Can you explain the reason for this? All the combinations are considered:

```{r}
print(table(gun.data[gun.data$method==1,c("phys","team")]))
print(table(gun.data[gun.data$method==2,c("phys","team")]))
#Just to show what happens if we remove one of the observations, then the points are no longer symmetric and we do get some correlation among the "factor" variables
print(cor(gun.data[2:nrow(gun.data),]))
```

```{r}
plot(gun.data)

table(gun.data$method)
table(gun.data$phys)
table(gun.data$team)
```
This plot is also quite illustrative about the correlations we got before.


```{r}
# b), c), d)
# Define the covariates as factors (categorical covariates).
gun.data[,"method"] = factor(gun.data[,"method"])
gun.data[,"phys"] = factor(gun.data[,"phys"])
gun.data[,"team"] = factor(gun.data[,"team"])


# Fit a model with main effects and interactions and write the anova table:
lm.obj = lm(rounds~method*phys*team, data=gun.data)
summary(lm.obj)

anova(lm.obj)


# What does the anova table tell you? (See slide 33, Lecture 5)
# Which interactions and main effects are significant?

```

Anova is telling us that adding team as whole does not improve the model fit significantly.

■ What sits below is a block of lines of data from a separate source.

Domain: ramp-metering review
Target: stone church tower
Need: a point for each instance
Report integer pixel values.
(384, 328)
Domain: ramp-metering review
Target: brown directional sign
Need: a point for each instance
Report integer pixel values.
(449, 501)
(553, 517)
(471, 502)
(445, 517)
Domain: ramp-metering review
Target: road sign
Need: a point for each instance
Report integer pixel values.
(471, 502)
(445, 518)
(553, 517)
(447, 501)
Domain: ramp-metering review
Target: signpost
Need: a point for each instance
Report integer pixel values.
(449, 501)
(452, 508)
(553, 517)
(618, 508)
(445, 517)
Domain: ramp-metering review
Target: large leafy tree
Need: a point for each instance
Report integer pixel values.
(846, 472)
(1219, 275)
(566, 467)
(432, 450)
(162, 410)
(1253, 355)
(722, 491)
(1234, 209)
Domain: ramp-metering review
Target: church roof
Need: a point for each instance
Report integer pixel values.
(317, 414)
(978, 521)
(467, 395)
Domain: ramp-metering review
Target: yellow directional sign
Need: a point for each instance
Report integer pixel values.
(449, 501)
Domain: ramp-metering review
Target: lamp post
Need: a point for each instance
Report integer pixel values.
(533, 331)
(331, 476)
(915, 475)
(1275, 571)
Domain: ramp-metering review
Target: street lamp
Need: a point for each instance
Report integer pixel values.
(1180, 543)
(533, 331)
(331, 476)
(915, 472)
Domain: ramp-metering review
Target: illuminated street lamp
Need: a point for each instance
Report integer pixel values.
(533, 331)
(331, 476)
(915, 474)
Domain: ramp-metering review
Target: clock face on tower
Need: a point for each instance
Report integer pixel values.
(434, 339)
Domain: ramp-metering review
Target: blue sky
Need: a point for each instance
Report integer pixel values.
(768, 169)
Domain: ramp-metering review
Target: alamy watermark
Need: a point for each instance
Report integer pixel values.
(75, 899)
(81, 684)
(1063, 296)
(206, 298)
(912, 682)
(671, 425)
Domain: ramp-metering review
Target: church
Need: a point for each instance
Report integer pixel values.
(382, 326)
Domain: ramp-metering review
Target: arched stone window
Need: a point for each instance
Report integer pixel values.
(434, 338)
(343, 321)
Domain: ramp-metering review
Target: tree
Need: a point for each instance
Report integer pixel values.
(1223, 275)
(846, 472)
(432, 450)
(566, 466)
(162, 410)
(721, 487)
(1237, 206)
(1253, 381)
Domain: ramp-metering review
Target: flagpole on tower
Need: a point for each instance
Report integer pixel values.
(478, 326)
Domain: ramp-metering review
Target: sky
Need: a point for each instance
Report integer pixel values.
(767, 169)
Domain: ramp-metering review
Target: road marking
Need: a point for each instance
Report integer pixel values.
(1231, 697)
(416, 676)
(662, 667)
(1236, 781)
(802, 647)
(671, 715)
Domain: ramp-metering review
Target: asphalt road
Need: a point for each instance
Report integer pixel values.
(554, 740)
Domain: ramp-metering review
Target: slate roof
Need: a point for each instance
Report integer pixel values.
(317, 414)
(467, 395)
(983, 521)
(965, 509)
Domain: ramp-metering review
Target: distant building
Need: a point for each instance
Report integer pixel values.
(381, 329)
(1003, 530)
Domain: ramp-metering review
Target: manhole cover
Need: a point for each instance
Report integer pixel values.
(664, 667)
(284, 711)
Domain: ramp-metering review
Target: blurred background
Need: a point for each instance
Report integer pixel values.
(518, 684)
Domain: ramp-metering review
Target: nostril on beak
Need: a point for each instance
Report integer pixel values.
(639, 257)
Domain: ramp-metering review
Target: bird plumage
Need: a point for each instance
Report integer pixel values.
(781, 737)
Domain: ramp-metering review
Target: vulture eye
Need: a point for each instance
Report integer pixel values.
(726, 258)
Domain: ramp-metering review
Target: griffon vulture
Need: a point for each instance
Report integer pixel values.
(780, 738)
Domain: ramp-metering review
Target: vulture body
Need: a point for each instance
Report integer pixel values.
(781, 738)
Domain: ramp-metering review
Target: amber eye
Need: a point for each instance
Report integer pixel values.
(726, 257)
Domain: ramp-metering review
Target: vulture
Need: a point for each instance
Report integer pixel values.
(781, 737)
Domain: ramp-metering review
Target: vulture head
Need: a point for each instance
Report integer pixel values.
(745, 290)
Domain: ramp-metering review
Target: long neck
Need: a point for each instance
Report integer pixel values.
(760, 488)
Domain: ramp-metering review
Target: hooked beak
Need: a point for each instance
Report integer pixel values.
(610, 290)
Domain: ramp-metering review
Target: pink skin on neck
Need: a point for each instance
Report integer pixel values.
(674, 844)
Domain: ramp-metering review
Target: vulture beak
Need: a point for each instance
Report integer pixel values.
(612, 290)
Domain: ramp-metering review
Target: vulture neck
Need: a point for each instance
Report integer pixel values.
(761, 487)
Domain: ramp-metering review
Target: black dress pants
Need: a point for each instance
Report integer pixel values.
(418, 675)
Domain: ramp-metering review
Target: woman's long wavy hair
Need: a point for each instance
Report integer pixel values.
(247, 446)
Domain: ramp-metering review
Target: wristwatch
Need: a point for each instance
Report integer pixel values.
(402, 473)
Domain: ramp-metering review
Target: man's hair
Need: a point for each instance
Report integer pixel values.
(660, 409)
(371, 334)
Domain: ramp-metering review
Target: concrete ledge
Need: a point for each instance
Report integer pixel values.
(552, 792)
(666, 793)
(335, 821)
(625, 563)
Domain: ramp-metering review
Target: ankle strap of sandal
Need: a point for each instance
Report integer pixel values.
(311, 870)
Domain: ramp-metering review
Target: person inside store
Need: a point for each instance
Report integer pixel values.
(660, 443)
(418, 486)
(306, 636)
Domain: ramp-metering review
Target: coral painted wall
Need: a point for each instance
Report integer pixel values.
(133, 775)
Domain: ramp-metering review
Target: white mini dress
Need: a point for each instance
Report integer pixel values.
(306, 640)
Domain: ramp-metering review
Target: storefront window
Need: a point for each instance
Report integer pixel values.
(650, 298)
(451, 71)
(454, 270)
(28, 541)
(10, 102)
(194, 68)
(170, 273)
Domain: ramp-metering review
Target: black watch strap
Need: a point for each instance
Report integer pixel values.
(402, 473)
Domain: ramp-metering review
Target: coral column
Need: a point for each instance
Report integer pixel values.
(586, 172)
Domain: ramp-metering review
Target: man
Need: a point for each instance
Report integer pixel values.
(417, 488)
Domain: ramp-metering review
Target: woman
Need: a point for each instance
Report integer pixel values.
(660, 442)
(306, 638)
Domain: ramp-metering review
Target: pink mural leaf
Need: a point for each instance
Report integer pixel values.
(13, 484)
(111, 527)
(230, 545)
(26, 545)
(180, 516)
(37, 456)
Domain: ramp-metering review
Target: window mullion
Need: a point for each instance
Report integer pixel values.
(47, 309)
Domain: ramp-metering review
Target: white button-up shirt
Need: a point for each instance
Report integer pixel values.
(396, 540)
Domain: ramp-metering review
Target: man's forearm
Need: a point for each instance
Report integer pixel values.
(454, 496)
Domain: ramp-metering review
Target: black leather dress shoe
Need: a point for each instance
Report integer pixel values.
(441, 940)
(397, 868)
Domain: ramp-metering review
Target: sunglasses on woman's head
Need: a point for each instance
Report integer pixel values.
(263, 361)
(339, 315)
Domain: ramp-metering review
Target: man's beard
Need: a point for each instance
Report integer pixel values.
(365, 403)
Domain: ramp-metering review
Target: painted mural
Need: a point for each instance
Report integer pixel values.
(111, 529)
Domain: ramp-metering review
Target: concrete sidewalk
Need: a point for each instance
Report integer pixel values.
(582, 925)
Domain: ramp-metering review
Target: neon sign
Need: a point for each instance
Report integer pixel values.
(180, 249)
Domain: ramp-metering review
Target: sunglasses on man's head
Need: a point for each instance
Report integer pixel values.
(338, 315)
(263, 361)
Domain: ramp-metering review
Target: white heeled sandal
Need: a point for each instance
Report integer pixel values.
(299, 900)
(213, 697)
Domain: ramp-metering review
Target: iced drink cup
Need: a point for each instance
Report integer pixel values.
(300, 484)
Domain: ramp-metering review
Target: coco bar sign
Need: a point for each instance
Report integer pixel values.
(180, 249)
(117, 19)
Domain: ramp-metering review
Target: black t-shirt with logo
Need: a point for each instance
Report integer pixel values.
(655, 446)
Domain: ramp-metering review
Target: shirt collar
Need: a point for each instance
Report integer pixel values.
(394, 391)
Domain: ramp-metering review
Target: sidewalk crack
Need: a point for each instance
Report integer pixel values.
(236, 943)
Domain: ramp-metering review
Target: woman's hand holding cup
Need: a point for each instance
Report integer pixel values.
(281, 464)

But according to the lm model we see that team2 seems relevant.
We may explore that:

```{r}

gun.data$team2=(gun.data$team==2)
lm.obj = lm(rounds~method*phys*team2, data=gun.data)
summary(lm.obj)
anova(lm.obj)


```
Now the model finds also relevant the phys variable and the interaction phys:team2. Now the adjusted Rsquared is better because we got almost the same goodness of fit and we reduced the effective number of parameters.


Just so that we understand anova better in this context:

```{r}

lm.obj = lm(rounds~method+phys+team, data=gun.data)
anova(lm.obj)
lm.obj2= lm(rounds~method+team, data=gun.data)
anova(lm.obj,lm.obj2)

```


##Exercise 12.b

For the data in R-exercise 12 on the gun data we could be interested in predicting the rounds given specified levels of method, physique and team
and find confidence interval for estimated expected values as well as prediction intervals for new observations given the levels of these factors.


```{r}

# a) Set up a data frame for values where you would like to make predictions, e.g.
gun.test=data.frame(method=factor(c(1,2,1,2)),
                    phys=factor(c(1,1,2,3)),
                    team=factor(c(1,2,3,1)))

# Then find fitted/predicted values for your favourite model gfitfav from R-exercise 12 by
predict(lm.obj, newdata=gun.test)


# b) Then obtain confidence intervals for the expected values at this levels of the factors by
predict(lm.obj, newdata=gun.test, interval="confidence")


# c) Next find the corresponding prediction intervals by
predict(lm.obj, newdata=gun.test, interval="prediction")


```

Compare and discuss the difference between the confidence and prediction intervals. Check slides from 34 to 37.